In de categorie ‘bloedworstsoorten’ koos Dennis van Dun voor het bereiden van boerenbloedworst, ook wel boeren roodworst.
“Bloedworstsoorten raken steeds meer in de vergetelheid. Jammer! Het mag met recht charcuterie heten en verdient echt een plekje op de borrelplank. In een goedgemaakt product proef je de finesse van de vakman. Onze bloedworst heeft al regelmatig goud gewonnen op vakwedstrijden, ik ben trots op dit mooie product. Ik maakte onze boerenbloedworst dan ook met veel plezier voor mijn meesterproef. Het is een snijdbare bloedworst met stukjes lever en tong, afgevuld in natuurdarm. De volgende stappen en technieken doorlopen we hiervoor:
“Voor een snijdbare bloedworst dienen we de grondstoffen eerst voor te garen. Dit doe ik in een court-bouillon van water, groenten en specerijen om een lekkere smaak aan het vlees te geven. Hierin gaar ik de koppen, het zwoerd en het spek.”
“De tongetjes zijn heel smaakvol afgegaard volgens de sousvide bereidingstechniek. Hiervoor worden ze eerst gepekeld en daarna onder vacuüm op een lage temperatuur gedurende lange tijd, dus langzaam, gegaard. Hierdoor blijft het vlees lekker sappig en is de garing perfect.”
“Tijdens de proeve moest ik diverse technieken van farcebereiding tonen. Een farce is sterk verkleind vlees, wat zorgt voor de samenhang van het product. Bij een snijdbare bloedworst zoals deze kies ik voor een bloedfarce. Hiervoor verkleinen we de gegaarde grondstoffen onder hoge snelheid en voegen we bloed toe. Dit wordt als het ware opgenomen. Daarna voegen we lever, spek en blokjes tong toe, samen met de kruiden en het zout, zodat we een mooie structuur krijgen.”
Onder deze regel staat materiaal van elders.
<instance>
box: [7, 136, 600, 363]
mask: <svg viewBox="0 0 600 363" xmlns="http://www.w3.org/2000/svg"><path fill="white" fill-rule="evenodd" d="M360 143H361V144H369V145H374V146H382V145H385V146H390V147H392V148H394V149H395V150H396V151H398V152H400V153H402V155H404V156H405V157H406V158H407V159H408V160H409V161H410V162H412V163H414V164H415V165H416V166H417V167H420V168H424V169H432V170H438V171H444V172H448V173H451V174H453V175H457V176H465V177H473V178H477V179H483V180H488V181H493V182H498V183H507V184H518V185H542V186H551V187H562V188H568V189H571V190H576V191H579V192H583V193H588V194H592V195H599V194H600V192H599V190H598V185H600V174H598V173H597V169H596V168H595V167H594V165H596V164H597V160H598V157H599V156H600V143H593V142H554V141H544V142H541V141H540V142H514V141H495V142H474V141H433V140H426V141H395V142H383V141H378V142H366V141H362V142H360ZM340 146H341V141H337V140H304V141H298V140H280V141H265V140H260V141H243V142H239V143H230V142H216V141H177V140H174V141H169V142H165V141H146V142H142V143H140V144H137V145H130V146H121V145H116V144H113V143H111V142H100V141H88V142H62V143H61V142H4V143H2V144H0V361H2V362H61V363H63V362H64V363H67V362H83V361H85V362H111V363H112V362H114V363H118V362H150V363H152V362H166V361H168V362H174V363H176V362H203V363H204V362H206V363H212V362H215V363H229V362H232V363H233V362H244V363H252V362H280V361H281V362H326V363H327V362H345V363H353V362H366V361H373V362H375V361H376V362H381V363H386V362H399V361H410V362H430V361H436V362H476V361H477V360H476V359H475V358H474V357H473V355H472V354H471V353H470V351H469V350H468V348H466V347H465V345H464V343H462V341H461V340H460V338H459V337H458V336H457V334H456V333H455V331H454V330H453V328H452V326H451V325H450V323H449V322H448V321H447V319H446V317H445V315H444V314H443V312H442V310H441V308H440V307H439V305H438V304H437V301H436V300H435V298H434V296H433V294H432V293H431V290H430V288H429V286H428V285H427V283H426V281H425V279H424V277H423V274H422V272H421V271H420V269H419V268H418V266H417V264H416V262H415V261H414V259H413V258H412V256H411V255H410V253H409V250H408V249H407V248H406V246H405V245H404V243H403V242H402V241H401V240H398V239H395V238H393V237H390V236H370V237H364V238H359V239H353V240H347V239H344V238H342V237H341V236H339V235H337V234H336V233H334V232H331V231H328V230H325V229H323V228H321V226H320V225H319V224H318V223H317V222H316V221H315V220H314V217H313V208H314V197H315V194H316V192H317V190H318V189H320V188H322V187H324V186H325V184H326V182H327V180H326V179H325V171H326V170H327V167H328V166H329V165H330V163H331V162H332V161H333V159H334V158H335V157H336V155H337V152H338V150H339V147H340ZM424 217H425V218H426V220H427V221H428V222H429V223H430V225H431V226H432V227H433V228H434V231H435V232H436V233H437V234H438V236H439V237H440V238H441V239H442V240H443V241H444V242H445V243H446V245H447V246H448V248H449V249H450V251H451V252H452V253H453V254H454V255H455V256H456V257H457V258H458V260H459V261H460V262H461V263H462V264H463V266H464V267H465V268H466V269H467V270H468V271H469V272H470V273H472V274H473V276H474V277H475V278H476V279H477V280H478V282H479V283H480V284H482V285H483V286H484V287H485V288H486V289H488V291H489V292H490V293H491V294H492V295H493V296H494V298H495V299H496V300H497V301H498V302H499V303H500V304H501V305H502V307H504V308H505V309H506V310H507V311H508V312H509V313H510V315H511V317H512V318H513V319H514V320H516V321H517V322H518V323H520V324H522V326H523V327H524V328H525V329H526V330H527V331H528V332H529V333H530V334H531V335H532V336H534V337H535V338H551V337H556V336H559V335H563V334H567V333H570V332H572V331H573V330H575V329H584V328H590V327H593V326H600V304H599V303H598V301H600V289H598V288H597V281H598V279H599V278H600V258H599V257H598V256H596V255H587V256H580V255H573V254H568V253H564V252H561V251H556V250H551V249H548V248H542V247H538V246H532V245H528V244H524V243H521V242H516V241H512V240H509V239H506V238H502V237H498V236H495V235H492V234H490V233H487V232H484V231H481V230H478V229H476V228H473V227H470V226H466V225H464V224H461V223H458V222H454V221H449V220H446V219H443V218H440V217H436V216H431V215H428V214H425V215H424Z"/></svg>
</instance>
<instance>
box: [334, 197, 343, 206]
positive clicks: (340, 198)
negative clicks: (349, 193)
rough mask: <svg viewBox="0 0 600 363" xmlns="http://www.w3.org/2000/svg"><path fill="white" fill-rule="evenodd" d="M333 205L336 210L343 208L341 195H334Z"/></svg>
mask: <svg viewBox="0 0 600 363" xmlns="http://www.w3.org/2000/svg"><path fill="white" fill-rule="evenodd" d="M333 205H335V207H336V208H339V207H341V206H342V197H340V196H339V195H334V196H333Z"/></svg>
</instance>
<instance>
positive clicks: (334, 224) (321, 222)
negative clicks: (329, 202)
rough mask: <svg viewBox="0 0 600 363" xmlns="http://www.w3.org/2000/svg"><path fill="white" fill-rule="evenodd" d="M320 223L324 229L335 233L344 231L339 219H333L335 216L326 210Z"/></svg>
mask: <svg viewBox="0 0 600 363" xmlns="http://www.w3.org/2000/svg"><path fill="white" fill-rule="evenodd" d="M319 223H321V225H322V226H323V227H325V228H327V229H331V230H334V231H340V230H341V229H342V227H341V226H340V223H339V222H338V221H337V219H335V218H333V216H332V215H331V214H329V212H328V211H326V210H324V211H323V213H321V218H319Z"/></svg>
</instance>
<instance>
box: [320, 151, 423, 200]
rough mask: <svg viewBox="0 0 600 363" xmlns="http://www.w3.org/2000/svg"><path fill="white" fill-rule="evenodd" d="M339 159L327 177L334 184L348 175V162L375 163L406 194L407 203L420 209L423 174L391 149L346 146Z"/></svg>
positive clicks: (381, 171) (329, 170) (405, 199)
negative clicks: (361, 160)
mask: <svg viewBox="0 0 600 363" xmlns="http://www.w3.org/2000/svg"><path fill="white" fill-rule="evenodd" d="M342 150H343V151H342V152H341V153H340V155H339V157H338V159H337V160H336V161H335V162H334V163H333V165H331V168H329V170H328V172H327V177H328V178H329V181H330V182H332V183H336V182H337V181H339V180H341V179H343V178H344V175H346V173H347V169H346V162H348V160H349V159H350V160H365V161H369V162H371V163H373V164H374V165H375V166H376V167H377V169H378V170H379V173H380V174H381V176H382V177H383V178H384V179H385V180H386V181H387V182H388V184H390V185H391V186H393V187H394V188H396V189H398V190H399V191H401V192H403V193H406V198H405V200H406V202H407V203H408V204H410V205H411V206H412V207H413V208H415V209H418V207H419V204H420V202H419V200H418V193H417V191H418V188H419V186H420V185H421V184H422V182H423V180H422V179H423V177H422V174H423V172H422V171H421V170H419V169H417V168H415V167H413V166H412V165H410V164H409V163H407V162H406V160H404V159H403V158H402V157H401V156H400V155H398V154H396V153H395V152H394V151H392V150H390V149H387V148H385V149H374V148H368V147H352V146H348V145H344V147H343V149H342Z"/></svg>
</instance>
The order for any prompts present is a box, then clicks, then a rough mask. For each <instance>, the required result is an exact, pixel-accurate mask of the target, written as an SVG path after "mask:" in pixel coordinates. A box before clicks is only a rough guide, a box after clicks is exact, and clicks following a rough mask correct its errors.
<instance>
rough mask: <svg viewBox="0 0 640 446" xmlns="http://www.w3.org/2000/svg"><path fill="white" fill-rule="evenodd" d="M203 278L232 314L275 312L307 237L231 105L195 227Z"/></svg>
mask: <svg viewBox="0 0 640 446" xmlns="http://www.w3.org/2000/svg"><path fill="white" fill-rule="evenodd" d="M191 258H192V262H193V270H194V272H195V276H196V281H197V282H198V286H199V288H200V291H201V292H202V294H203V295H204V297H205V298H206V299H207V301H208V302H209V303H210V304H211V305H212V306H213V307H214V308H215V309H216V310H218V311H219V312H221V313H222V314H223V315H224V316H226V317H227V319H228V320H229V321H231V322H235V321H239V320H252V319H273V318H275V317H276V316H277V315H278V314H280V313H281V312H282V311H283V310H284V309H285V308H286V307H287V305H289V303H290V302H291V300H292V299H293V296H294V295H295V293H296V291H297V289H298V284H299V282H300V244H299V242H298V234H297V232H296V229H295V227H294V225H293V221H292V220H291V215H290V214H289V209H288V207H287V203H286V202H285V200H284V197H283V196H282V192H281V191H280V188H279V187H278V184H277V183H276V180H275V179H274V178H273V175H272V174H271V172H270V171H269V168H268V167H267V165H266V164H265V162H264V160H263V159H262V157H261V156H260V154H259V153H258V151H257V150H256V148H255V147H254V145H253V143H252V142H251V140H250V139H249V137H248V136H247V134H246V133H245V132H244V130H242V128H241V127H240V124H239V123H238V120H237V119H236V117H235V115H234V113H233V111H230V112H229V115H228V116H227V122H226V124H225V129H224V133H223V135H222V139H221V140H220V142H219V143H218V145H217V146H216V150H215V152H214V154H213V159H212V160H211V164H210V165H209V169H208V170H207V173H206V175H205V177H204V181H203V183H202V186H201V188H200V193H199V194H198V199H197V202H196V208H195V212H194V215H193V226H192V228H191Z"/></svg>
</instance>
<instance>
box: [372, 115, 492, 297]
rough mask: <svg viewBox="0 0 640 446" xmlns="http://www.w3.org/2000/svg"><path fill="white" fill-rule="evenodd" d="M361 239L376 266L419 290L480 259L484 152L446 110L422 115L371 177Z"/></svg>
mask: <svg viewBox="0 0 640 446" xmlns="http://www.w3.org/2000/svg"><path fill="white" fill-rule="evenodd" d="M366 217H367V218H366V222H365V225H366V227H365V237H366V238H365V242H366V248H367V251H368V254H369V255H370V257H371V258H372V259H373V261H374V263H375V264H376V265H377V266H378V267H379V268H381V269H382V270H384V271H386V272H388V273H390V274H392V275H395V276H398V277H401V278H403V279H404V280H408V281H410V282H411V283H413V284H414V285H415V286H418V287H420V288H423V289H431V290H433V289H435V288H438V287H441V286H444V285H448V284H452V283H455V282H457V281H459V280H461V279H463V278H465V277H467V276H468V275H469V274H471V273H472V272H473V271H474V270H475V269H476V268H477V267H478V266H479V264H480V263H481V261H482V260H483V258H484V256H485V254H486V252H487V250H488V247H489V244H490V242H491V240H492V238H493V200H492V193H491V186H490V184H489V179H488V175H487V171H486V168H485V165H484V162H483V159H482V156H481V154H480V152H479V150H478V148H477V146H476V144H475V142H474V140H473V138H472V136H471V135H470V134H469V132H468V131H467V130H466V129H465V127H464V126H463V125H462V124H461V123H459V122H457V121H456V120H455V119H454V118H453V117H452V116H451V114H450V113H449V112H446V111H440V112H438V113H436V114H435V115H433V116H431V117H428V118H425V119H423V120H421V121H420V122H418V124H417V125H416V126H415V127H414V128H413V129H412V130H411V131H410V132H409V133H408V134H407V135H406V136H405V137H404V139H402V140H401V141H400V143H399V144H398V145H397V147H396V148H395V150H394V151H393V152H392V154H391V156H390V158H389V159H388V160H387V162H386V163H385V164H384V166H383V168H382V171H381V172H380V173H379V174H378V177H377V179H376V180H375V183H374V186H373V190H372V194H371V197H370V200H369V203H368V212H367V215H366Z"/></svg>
“Zoals alle producten van de meesterproef hebben we deze bloedworst ook uitgevuld in een natuurdarm. Door dit kaliber kunnen we er mooie plakjes van snijden.”
“Het garen van vlees is een eeuwenoude techniek die essentieel is in de vleeswarenkeuken. Het bepaalt namelijk of het vlees veilig gegeten kan worden en is ook belangrijk voor de structuur en het mondgevoel. Deze worsten worden gegaard in een waterbad waarna we ze kort koud spoelen en vervolgens terugkoelen.”